Целостность отличается от цельности тем, что в целостности сняты (следовательно, предполагаются) многочисленные различения и определенности, которых в цельности просто-напросто нет: цельность нерасчленима и неопределенна. Это даже не однородность — поскольку, говоря об однородности, мы имеем в виду одинаковость различимых частей. В математике похожая идея представлена понятиями точки, нуля (= бесконечность), единицы, тождества — и эти первичные понятия принципиально неопределимы, неформальны; от их интерпретации зависит строение математической теории. Таковы и первичные понятия любой другой научной теории, и основные элементы образной системы всякого художника, и главные жизненные ориентиры.

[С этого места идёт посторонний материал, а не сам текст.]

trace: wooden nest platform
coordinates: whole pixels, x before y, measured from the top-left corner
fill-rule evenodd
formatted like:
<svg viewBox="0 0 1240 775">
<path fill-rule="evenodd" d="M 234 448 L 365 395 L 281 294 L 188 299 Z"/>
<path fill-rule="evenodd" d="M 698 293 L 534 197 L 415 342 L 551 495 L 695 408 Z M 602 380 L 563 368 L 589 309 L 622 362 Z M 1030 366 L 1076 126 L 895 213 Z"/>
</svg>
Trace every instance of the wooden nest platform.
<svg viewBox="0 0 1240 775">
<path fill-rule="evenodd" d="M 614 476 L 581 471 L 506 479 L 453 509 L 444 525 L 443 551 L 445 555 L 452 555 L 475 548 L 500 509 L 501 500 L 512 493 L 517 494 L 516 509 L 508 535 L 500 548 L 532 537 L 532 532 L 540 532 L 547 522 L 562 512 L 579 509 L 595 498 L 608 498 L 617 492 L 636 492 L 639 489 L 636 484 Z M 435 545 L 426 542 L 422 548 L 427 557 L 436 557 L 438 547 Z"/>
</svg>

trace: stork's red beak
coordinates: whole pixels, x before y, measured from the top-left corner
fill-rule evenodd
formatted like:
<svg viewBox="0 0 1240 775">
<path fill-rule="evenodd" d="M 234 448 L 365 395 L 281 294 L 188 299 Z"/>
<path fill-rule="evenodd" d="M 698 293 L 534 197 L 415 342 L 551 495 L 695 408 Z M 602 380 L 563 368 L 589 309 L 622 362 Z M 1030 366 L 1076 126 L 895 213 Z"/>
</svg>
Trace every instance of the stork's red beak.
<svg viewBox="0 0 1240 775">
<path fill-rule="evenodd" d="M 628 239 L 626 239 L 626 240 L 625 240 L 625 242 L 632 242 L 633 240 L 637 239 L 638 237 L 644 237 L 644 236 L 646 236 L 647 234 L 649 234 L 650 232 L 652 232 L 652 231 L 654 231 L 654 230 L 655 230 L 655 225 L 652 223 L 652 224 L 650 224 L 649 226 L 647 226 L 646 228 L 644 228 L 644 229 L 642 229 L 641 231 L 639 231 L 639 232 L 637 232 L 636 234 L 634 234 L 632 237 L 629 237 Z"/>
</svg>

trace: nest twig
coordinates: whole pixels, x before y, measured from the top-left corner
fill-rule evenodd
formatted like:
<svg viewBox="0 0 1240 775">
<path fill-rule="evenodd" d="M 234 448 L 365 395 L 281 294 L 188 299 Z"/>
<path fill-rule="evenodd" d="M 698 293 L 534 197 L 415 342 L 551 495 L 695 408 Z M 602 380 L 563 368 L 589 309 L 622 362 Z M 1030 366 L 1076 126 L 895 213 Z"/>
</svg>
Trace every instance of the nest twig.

Чтобы прийти к целостности, нужно сначала нарушить цельность, превратить ее в целость (или целокупность), то есть противопоставить целому — его части (и, следовательно, другие целые). Таким образом, целостность есть единство цельности и целости, их взаимопревращение. Такой динамичный, живой характер целостности проявляет ее то как одно, то как другое, показывает с разных сторон. Кому показывает? Для каждой единичной целостности — прежде всего другим единичным целостностям, среде. Мир в целом являет себя чисто рефлективно, самому себе. Это значит, что в явлении — мир становится целым, включающим различные части, различные стороны одного. Мир как то, что является, — это одна сторона явления; мир как то, чему является, — другая сторона. И только как единое этих двух сторон, как их целое — мир становится явлением, целостью. Противоположность целости, цельность, представляет мир (а также любую единичную вещь) как сущность. "Внутри" сущности нельзя выделить ничего определенного, здесь существенно только то, что она есть. Любые попытки отыскать в сущности какие-либо качества, либо иные определенности, — приводят к ее распаду на более "простые" сущности, которые, в свою очередь, могут распадаться дальше — и так без конца. Что такое — определять сущность? Это значит, столкнуть ее с другими сущностями, каким-то способом воздействовать на нее и наблюдать реакцию. А значит, ставить ее в определенные внешние условия, взять ее в каком-то определенном отношении; в этом отношении сущность как-то проявляет себя —порождает явление. В другом контексте та же сущность проявит себя иначе. В итоге мы приходим, с одной стороны, к пониманию сущности как единства всех ее проявлений, а с другой, к идее явления как одного из обращений иерархии сущности. Оказывается, что сущность и явление неотделимы друг от друга, это разные стороны одной целостности, действительности. В действительности, в иерархичности, соединены все возможные обращения иерархии, вместе с условиями их появления. С этой точки зрения целостность мира есть его действительность: взаимосвязь, взаимопереход и взаимопревращение сущности и явления как особых типов цельности и целости.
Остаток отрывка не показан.